Seal pup die-off from avian flu in Argentina looks ‘apocalyptic’

非常に感染力の強い高病原性鳥インフルエンザ(HPAI)が、アルゼンチンのパタゴニア海岸でゾウアザラシに大被害を与えている。野生動物保護協会(WCS)によると、 H5N1株が検出された 3つの繁殖地に生息していたゾウアザラシの子のほぼ 96%が死亡した。

野生動物保護協会チームは、2023年にこれらの地域で 17,000 頭のゾウアザラシの子が死亡したと推定している。

野生動物保護協会の保健担当エグゼクティブ・ディレクターは以下のように述べた。

「過去半世紀において、何らかの原因でこの地域でゾウアザラシの大量死亡が報告されたのはこれが初めてです。ゾウアザラシが繁殖用の浜辺で死んだり瀕死の状態で見つかったりする光景は、終末的としか言いようがない。この 2023年の絶滅は、2022年に生まれ、無事に乳離れした 1万8000頭の子どもたちとは全く対照的な状況です」

野生動物保護協会は、ゾウアザラシは感染した鳥類集団とほとんど相互作用がなかったと考えており、これは哺乳類から哺乳類への感染のさらなる証拠であると考えている。

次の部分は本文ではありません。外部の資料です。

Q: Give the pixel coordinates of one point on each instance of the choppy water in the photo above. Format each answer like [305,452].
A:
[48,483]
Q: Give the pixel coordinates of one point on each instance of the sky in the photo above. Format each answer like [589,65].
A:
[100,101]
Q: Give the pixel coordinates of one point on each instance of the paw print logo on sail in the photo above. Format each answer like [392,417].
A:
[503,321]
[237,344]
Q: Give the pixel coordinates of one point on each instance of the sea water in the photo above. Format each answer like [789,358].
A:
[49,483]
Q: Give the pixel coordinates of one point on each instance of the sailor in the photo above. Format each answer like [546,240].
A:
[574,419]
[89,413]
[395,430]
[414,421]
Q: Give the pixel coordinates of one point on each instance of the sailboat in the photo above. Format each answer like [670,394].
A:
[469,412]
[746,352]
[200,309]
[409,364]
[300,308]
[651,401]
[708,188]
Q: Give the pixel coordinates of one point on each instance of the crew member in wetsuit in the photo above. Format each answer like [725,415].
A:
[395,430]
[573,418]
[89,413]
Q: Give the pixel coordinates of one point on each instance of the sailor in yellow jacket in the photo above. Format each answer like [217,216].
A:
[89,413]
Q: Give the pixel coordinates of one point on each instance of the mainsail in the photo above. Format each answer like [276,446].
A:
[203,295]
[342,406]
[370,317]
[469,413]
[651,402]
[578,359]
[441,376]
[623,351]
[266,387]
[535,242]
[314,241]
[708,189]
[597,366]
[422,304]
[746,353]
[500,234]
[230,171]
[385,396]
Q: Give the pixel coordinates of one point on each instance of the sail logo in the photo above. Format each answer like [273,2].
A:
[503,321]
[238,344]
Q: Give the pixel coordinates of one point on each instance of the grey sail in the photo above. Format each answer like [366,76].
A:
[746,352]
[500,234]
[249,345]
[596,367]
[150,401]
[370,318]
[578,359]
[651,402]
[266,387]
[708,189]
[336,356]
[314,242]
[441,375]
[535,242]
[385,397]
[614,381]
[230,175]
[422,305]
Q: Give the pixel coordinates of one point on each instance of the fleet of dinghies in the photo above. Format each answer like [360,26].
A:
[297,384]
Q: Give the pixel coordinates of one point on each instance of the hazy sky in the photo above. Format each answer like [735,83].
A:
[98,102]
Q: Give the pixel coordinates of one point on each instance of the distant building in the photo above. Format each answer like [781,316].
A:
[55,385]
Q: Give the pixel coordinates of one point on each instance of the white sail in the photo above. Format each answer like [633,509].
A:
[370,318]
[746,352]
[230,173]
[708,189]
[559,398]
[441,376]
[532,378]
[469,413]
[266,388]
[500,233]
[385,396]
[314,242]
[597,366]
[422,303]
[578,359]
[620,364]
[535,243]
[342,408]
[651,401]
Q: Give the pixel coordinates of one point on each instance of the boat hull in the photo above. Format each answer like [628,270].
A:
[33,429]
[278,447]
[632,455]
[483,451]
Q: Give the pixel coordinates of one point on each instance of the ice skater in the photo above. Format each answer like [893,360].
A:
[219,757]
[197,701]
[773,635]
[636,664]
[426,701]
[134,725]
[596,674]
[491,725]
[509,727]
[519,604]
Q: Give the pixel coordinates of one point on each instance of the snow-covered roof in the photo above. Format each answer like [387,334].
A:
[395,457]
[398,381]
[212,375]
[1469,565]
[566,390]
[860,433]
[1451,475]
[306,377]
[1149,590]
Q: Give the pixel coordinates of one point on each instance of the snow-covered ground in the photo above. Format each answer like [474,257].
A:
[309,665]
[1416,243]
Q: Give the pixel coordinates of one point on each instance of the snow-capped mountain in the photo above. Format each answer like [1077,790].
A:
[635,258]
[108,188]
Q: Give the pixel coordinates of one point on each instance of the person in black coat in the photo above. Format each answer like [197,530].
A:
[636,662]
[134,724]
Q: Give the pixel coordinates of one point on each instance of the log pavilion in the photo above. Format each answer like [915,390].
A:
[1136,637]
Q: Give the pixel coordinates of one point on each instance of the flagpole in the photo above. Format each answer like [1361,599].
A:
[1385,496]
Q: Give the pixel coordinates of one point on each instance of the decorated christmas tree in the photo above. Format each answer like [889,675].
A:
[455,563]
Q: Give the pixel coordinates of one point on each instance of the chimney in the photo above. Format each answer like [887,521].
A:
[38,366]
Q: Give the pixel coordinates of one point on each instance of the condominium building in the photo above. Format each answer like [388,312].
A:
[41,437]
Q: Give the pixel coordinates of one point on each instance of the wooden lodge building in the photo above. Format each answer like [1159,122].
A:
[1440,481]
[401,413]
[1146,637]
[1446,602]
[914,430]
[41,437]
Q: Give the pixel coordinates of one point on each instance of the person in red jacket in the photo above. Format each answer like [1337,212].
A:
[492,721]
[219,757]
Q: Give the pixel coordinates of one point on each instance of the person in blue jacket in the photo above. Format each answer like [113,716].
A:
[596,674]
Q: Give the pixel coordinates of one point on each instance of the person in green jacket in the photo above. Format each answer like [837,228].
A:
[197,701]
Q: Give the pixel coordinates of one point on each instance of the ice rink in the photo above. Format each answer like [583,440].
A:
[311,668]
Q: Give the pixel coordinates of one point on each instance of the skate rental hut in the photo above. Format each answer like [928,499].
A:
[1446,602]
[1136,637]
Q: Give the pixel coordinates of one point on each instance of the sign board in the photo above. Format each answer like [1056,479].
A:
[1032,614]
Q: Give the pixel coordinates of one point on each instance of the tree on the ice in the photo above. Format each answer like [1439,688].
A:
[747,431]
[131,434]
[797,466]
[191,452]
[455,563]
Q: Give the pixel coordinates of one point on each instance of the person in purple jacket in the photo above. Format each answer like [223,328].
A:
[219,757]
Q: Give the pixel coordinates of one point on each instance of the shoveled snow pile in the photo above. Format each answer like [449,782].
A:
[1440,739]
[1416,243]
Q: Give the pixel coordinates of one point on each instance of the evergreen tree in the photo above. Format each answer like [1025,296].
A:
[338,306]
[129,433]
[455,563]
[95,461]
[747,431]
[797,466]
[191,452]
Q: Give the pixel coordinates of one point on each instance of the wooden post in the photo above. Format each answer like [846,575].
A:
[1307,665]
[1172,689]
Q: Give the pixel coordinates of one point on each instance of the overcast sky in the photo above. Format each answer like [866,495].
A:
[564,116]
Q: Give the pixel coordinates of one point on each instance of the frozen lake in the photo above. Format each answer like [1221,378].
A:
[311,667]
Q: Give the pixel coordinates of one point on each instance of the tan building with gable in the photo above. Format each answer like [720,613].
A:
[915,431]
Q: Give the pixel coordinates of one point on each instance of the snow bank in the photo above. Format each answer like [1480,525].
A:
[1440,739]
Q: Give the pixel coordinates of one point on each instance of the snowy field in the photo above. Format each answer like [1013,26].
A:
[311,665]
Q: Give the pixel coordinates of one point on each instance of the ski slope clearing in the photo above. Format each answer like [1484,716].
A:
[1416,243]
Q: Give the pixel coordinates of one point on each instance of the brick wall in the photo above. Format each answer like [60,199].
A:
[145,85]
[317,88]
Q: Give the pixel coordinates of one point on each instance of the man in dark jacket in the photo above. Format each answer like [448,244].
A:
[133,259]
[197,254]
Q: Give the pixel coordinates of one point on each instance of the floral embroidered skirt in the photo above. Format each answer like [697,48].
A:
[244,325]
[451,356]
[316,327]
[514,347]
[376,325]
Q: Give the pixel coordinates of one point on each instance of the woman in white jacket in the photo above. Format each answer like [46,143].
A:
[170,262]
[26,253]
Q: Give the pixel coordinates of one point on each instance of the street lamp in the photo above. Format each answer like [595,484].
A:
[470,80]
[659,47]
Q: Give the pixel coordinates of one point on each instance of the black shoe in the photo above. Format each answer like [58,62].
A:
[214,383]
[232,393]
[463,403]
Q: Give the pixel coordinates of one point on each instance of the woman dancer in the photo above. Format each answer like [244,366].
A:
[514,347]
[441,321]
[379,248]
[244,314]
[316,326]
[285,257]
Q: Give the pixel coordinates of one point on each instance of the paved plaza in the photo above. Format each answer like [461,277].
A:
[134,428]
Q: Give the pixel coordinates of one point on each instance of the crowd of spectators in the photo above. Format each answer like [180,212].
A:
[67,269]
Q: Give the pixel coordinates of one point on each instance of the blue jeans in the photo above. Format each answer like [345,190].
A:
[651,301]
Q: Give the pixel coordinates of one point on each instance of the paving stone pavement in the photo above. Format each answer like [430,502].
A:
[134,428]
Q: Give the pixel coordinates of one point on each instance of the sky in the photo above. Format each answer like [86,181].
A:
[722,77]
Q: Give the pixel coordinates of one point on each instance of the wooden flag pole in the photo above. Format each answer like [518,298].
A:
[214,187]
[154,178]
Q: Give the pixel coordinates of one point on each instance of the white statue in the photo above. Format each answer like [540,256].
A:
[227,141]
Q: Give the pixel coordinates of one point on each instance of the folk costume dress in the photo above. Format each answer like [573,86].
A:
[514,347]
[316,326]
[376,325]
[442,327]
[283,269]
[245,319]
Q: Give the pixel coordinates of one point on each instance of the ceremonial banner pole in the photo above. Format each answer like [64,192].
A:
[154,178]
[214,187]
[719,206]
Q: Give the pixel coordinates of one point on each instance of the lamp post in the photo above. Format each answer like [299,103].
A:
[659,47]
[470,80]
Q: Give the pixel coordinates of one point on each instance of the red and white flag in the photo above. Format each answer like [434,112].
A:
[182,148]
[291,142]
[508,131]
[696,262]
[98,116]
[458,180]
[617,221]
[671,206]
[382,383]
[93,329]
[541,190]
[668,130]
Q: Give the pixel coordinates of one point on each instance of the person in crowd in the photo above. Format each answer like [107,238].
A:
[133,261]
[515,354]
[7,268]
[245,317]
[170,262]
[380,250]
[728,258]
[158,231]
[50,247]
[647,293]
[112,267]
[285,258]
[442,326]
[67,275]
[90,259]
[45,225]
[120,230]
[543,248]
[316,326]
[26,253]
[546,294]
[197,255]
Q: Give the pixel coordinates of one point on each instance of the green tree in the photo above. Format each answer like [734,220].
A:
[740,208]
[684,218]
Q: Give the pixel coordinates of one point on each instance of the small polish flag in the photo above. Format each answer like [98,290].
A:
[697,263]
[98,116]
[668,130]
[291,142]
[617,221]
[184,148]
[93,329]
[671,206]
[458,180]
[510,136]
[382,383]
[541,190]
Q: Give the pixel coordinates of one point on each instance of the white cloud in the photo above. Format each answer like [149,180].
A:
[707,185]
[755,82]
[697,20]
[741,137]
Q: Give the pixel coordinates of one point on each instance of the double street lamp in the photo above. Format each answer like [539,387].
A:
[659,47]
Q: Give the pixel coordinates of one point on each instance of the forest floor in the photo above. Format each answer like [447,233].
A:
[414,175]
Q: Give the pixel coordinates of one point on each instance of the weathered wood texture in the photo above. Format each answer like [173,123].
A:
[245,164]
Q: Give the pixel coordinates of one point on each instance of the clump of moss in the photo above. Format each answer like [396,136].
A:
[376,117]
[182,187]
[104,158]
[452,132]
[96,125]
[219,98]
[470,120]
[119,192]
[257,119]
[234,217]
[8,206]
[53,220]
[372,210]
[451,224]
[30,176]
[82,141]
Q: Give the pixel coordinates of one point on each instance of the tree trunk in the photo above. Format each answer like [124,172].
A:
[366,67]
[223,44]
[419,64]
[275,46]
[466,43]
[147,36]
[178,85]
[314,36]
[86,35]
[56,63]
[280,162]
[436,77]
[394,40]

カリフォルニア大学デービス校の獣医師マルセラ・ウーハート氏によると、生まれたばかりのゾウアザラシの子は母親に乳を与えて餌を与えるため、その子が感染した鳥を食べた可能性はほとんどないという。「これはすべて、哺乳類間の何らかの伝染を強く示唆しています」とウーハート氏は語った。

H5N1 は 1996年に中国で初めて検出された。このウイルスはここ数年、主に飼い鳥に限定されていたが、2021年以降、野生個体群に急速に広がっている。

H5N1型は、世界中の 150種を超える家禽および野鳥に感染した。南米だけでも 50万羽以上の鳥がこの病気で死亡した。また、H5N1 はギリシャで 2,200羽以上のペリカンを殺し、オランダでは約 20,000羽のアジサシを殺した。